THE MINISTRY of Information (MoI) has ordered a 30-day suspension of the Cambodia
News Bulletin for a story the Ministry says defames King Norodom Sihanouk and threatens
Cambodia's political stability.
The bilingual Cambodia News Bulletin had its publication suspended once already this
year after running an article accusing the Minister for the Council of Ministers,
Sok An, of accepting bribes.
The latest suspension came after the Cambodia News Bulletin published in its July
10 issue a Khmer translation of a story which first appeared on the South China Morning
Post's web site.
The MoI said the story "The Search for One Who Would Be King," breached
Chapter Two, Article 7 of Cambodia's constitution which states "The King shall
be inviolable." And it also breached Article 12 of the Cambodia Press Law which
does not allow publication of "any information which may affect national security
and political security," says MoI.
The MoI is also considering banning from Cambodia theSouth China Morning Post's Bangkok-based
journalist, William Barnes, who wrote the story.
On July 19 the King issued a statement saying he planned to file suit in a Hong Kong
court against Barnes for slander.
The story reviewed the King's reign, examined his role in Cambodian society, and
explored his character and behavioral traits. It also looked at who are the likely
candidates to succeed the King.
Ouk Kim Seng, the publisher of the Cambodia News Bulletin, said: "It is a commentary
piece and I don't think it harms the political stability or the national security."
He said he waited 10 days after the story first appeared on the South China Morning
Post's web site to see if there was any negative reaction from the Government.
"There was no reaction from the Ministry of Information so I just reproduced
it so Cambodian readers can see what is happening outside Cambodia.

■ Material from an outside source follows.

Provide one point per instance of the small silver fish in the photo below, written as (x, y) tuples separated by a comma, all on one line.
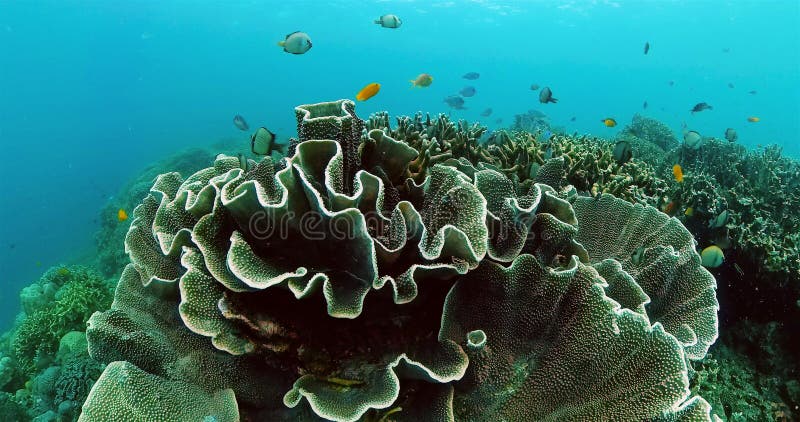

There are a lot
of opinions about the King and about the succession, but Cambodia people never have
the chance to read it," he said.
The Committee to Protect Journalists, an international organization that defends
the freedom of the press worldwide, urged the Minister of Information Lu Lay Sreng
to lift the suspension order immediately, saying it was "disturbed by the Ministry's
The Paris-based World Association of Newspapers says the suspension of the paper,
and the possible banning of Barnes, is a clear breach of the right to freedom of
expression guaranteed in numerous international conventions - including the International
Covenant on Civil and Political Rights to which Cambodia is a signatory.
Seng told the Post he is consulting with lawyers about possibly counter-suing the
Government over the suspension of the newspaper.